Derivation of error profile

ghost commented 6 years ago

My sense from the paper is that the alpha, beta, and indel parameters were empirically determined from runs within the Knight lab. Can you clarify how those reads were generated? Were they 2x150 or 1x150 or 2x250? Would you expect these parameters to be lower for 2x250 than for 1x150?

Regardless of whether it's on a per base or sequence basis, why not use a binomial distribution to generate the beta terms? If the per-base error rate is 0.005, then I'd expect the beta values to look something more like this...

> dbinom(c(0:11), prob=0.005, size=250)
 [1] 2.856079e-01 3.588039e-01 2.244778e-01 9.325041e-02 2.893574e-02
 [6] 7.153962e-03 1.467940e-03 2.571267e-04 3.924735e-05 5.303104e-06
[11] 6.422352e-07 7.041409e-08

Can you shed light on where the betas come from and perhaps why a more straightforward model wasn't used to pick the values?

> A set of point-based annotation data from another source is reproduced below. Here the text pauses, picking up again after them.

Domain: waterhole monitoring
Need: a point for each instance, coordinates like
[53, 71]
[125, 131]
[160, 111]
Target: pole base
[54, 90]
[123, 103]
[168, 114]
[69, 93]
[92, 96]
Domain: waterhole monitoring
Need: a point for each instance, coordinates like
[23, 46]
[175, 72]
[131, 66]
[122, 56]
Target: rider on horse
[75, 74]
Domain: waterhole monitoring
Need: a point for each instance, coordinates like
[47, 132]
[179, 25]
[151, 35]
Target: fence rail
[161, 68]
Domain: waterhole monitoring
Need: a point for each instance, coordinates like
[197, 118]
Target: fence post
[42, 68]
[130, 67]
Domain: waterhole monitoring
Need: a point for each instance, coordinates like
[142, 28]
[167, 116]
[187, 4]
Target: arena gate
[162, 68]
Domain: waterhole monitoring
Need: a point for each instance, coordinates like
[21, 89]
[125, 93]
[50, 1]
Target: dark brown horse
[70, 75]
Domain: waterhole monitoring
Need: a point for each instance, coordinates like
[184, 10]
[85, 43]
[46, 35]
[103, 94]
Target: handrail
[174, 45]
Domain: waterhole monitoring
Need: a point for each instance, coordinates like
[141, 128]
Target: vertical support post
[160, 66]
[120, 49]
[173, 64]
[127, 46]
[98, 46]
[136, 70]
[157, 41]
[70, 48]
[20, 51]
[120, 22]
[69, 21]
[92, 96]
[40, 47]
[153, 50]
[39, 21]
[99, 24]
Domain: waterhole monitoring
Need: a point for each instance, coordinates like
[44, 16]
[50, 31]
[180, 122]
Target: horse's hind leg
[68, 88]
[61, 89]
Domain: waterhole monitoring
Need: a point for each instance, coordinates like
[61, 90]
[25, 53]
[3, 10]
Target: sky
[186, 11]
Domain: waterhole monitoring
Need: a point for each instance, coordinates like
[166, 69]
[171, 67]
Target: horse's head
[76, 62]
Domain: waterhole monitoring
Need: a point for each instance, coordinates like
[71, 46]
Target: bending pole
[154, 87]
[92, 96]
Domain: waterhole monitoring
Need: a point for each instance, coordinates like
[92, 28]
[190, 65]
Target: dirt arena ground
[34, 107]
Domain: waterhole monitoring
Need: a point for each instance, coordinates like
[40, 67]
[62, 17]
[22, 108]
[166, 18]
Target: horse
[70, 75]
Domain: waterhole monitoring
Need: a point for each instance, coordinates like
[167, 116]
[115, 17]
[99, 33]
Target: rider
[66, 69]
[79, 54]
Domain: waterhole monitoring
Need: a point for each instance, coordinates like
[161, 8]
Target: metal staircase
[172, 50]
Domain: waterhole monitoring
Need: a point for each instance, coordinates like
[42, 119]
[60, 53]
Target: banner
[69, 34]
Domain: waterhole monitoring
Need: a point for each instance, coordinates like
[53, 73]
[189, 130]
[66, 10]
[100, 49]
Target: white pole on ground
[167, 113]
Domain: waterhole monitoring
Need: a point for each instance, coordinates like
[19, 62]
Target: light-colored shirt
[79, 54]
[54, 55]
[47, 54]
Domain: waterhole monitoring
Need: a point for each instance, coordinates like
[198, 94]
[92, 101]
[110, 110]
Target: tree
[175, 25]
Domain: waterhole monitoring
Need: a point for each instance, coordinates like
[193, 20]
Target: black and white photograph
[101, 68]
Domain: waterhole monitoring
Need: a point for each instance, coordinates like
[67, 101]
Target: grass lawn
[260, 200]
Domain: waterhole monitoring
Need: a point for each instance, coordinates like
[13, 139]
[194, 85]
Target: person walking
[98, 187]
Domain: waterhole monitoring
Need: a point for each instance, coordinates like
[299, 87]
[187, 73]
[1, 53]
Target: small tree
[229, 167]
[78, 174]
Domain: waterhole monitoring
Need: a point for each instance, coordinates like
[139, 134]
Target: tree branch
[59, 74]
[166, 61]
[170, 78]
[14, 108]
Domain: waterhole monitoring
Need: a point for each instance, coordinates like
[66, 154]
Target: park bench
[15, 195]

amnona commented 6 years ago

Hi, lots of question :) let's go one by one:

mean_error (0.005) is the mean per-base error probability. Note that this is not the hamming-distance upper bound on the error but rather the average probability of getting and error in a random base from the sequence. It is used to infer the original number of reads for a given sequence (before all the errors) given the number of reads observed for this sequencing (after the sequencing). This is done using S'=S*(1-mean_error)^read_length (to get an error free read we need no error at the first position, second position, etc.). While the mean_error could be folded into the upper bound error profile (so we could just use the hamming distance dependent upper bound error profile), separating the two enables deblur to be independent of the read length (otherwise the read length would affect the error profile).
the indel error rate is the per-nucleotide upper probability upper bound for getting an insertion/deletion. We use it in a slightly different way compared to mismatch (so we count up to 3 indels as one event, and say more than 3 indels has probability 0) since these errors originate differently.
We also have the hamming distance dependent mismatch probability upper bound. Since mismatch probability depends on a lot of factors (such as local sequence, read position), we do not use the mean error probability (which can be too low in some cases) but rather an upper bound on the probability (so we will not get false positives).
for the mismatch probability upper bound, we use a hamming dependent profile rather than just assume independence (i think this is what you meant by "binomial"), since based on our observations, errors are not independent. So the probability of getting 2 mismatches in the same sequence is not the probability of getting one error squared.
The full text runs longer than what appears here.